Consider objectify/link API method #140

Open
gkellogg opened this Issue Jun 26, 2012 · 22 comments

Comments

Projects

Framing in JSON-LD 1.1

6 participants
Owner

gkellogg commented Jun 26, 2012

Objectify is a mechanism proposed to turn JSON-LD into JavaScript (or other host language) objects with subject references replaced with links to actual objects. Originally proposed by @jmandel in issue #109 as a means of flattening a graph, applying a context, and replacing subject references with in-memory object links.

Alternate names have been suggested, as no-one's thrilled with objectify.

  • graphify would make it clear that we're turning a tree into a graph
  • link goes along with the notion of object linking implied in the name JSON-LD, and uses the term linking to apply to in-memory links as well as external links.
  • connect has the connotation of connecting references together.

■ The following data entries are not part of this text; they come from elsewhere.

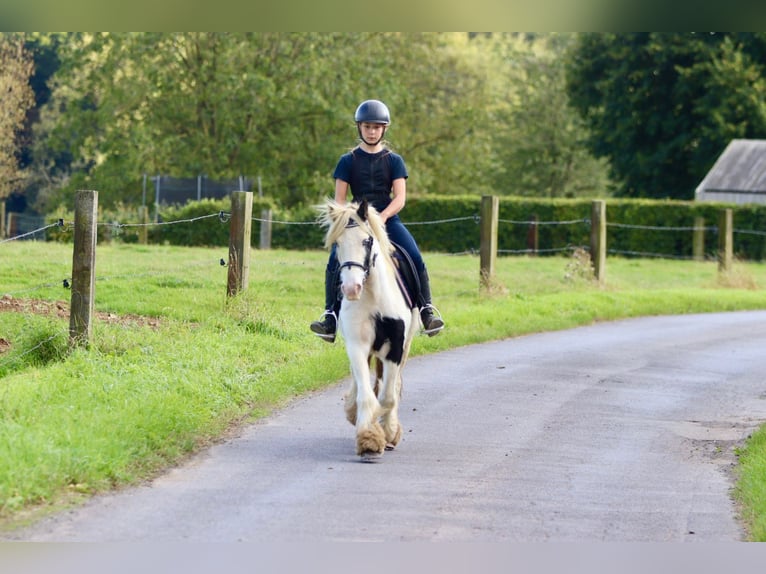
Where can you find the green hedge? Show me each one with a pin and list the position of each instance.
(451, 225)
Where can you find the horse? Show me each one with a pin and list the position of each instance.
(376, 320)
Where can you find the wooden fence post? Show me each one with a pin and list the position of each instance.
(83, 268)
(143, 219)
(240, 226)
(533, 235)
(490, 208)
(725, 241)
(698, 239)
(598, 239)
(266, 229)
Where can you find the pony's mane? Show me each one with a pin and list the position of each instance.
(335, 217)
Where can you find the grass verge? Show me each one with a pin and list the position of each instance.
(173, 364)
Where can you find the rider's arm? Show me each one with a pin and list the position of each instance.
(398, 199)
(341, 191)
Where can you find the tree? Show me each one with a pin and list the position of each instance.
(539, 139)
(661, 107)
(280, 106)
(15, 71)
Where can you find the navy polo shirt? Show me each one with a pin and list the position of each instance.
(371, 175)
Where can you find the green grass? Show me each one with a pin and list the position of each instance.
(141, 398)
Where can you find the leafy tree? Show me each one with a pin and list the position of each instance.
(15, 70)
(280, 106)
(661, 107)
(539, 139)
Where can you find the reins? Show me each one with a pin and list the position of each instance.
(369, 260)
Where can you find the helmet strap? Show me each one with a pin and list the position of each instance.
(380, 139)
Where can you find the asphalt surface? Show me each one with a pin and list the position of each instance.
(619, 431)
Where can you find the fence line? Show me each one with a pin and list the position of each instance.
(224, 218)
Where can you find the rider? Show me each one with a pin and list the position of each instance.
(373, 172)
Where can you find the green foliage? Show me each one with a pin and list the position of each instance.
(662, 106)
(17, 98)
(280, 106)
(451, 225)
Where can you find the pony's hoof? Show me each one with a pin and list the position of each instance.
(371, 456)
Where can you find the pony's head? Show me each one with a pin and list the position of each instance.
(360, 238)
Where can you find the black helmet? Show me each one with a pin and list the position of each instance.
(373, 112)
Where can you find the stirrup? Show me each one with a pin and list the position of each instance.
(436, 317)
(319, 329)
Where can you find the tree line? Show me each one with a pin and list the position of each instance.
(535, 115)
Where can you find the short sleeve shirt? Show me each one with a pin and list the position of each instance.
(371, 175)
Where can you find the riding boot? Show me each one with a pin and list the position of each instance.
(327, 324)
(429, 315)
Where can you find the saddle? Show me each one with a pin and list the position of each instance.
(406, 276)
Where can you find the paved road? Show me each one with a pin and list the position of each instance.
(614, 432)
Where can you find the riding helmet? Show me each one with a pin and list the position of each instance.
(373, 112)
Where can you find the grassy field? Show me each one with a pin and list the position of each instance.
(174, 365)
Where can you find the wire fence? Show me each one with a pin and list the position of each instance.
(223, 217)
(527, 228)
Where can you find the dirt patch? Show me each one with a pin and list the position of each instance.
(60, 309)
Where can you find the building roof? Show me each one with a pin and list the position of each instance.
(738, 175)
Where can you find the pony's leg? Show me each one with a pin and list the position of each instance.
(388, 397)
(370, 438)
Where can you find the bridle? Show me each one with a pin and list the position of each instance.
(369, 259)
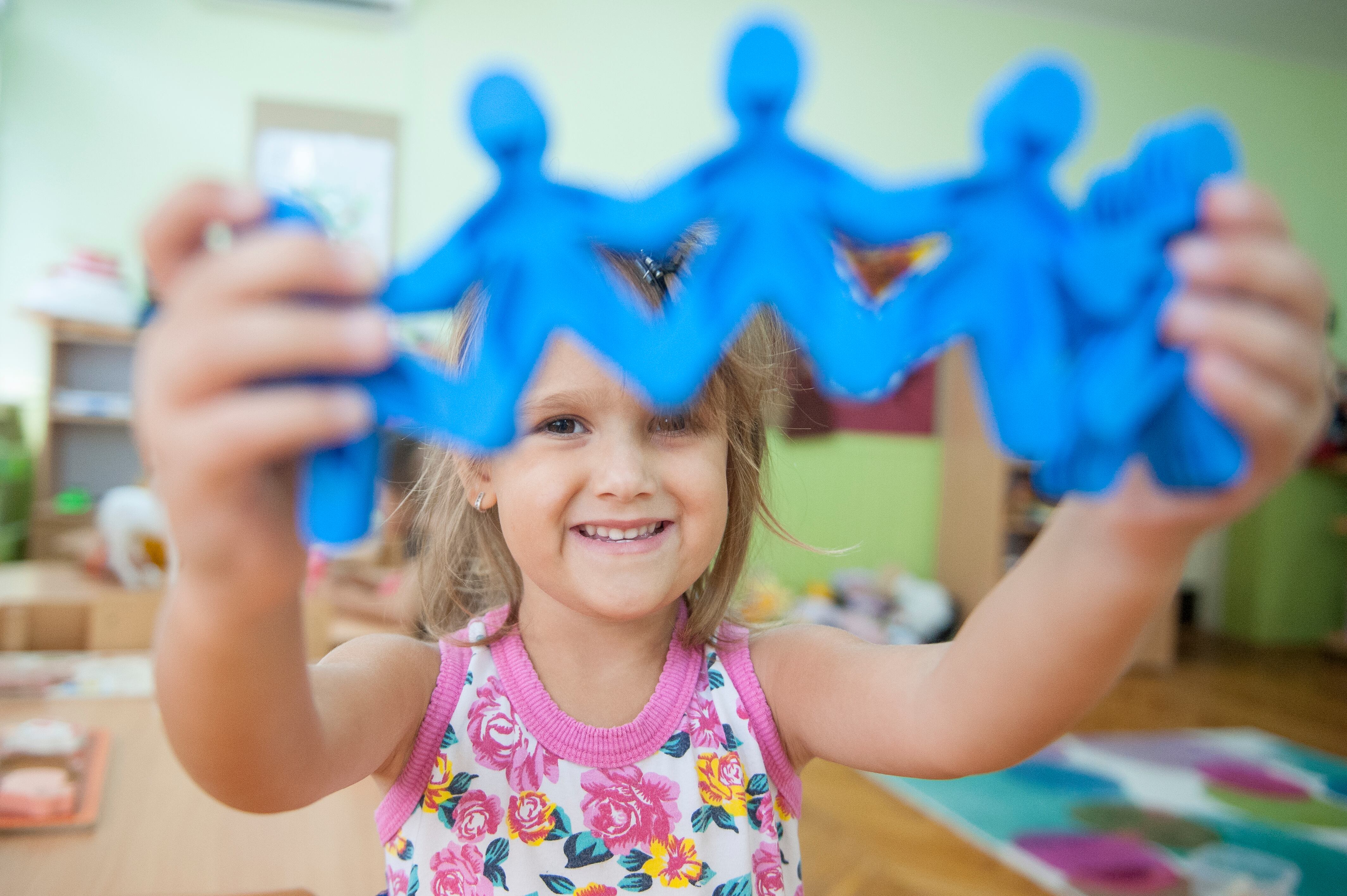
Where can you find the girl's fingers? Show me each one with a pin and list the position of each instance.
(178, 228)
(269, 341)
(281, 261)
(1236, 205)
(1274, 343)
(1255, 266)
(1276, 422)
(248, 429)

Given that we've adopted a flatten API method already, partly to help support framing, and context application is implied in expansion, compaction and flattening already, the objectify API method really only need concern itself with replacing subject references with in-memory references.

Conversation took place on the June 26, 2012 telecon.

Search

For objectify to serve as a potential replacement for framing, we also need to have a means of surfacing nodes within a graph.

  • JSON Select is one tool that can be used to generically select JSON, similar to using CSS selectors.
  • BGP An implementation of BGP against JavaScript data structures would provide a normative path to full SPARQL query support of JSON-LD graphs, in this case, using framing-like syntax to define JSON structures which would be used for matching against JavaScript objects.

Concerns

Need to make sure code doesn't cycle when traversing such graphs, but if we flatten first, and keep track of visited nodes, this should ensure we don't loop.

Member

lanthaler commented Jun 27, 2012

Another name that could be used instead of objectify would be decode or parse.

An approach similar to JSON Select is JSONPath but IMO they are not particularly good candidates as all of them work on (DOM) trees whereas we work with graphs. Therefore I think it would indeed make more sense to look at approaches like BGP (SPARQL) or their NoSQL counterparts like Cypher.

Of course we could also leave the implementation of search etc. to the application developers for the time being and just provide very simple means of selecting the entry point to the graph (a subject IRI, e.g.)

Owner

gkellogg commented Jul 1, 2012

So, I implemented something in CoffeeScript for Backbone.js that works on a flattened object structure, which is pretty simple:

  # Resolve subject references {id: foo} given a map
  _resolve: (object) ->
    if object instanceof Array
      # Map each value
      @_resolve(value) for value in object
    else if object instanceof Object and _.keys(object).length is 1 and 'id' of object
      @collection.get(object.id) || object
    else if object instanceof Object
      # Interpolate each value
      res = {}
      res[key] = @_resolve(value) for key, value of object
      res
    else
      # Return unaltered object
      object

The key is that I only resolve once, so that I'll never face the case where something's already been resolved and I could end up in a loop.

Member

niklasl commented Jul 4, 2012

In my 'graphify' of JSON-LD experiment (at https://github.com/niklasl/rdfa-lab/blob/gh-pages/js/ld.js, usage example at https://github.com/niklasl/rdfa-lab/blob/gh-pages/test/test_ld.js), I've defined a graph object from which one can access resources by IRI. The graph behaves mostly like a regular JSON-LD tree, but supports "virtual" access via expanded IRIs and CURIEs as well (via a find method).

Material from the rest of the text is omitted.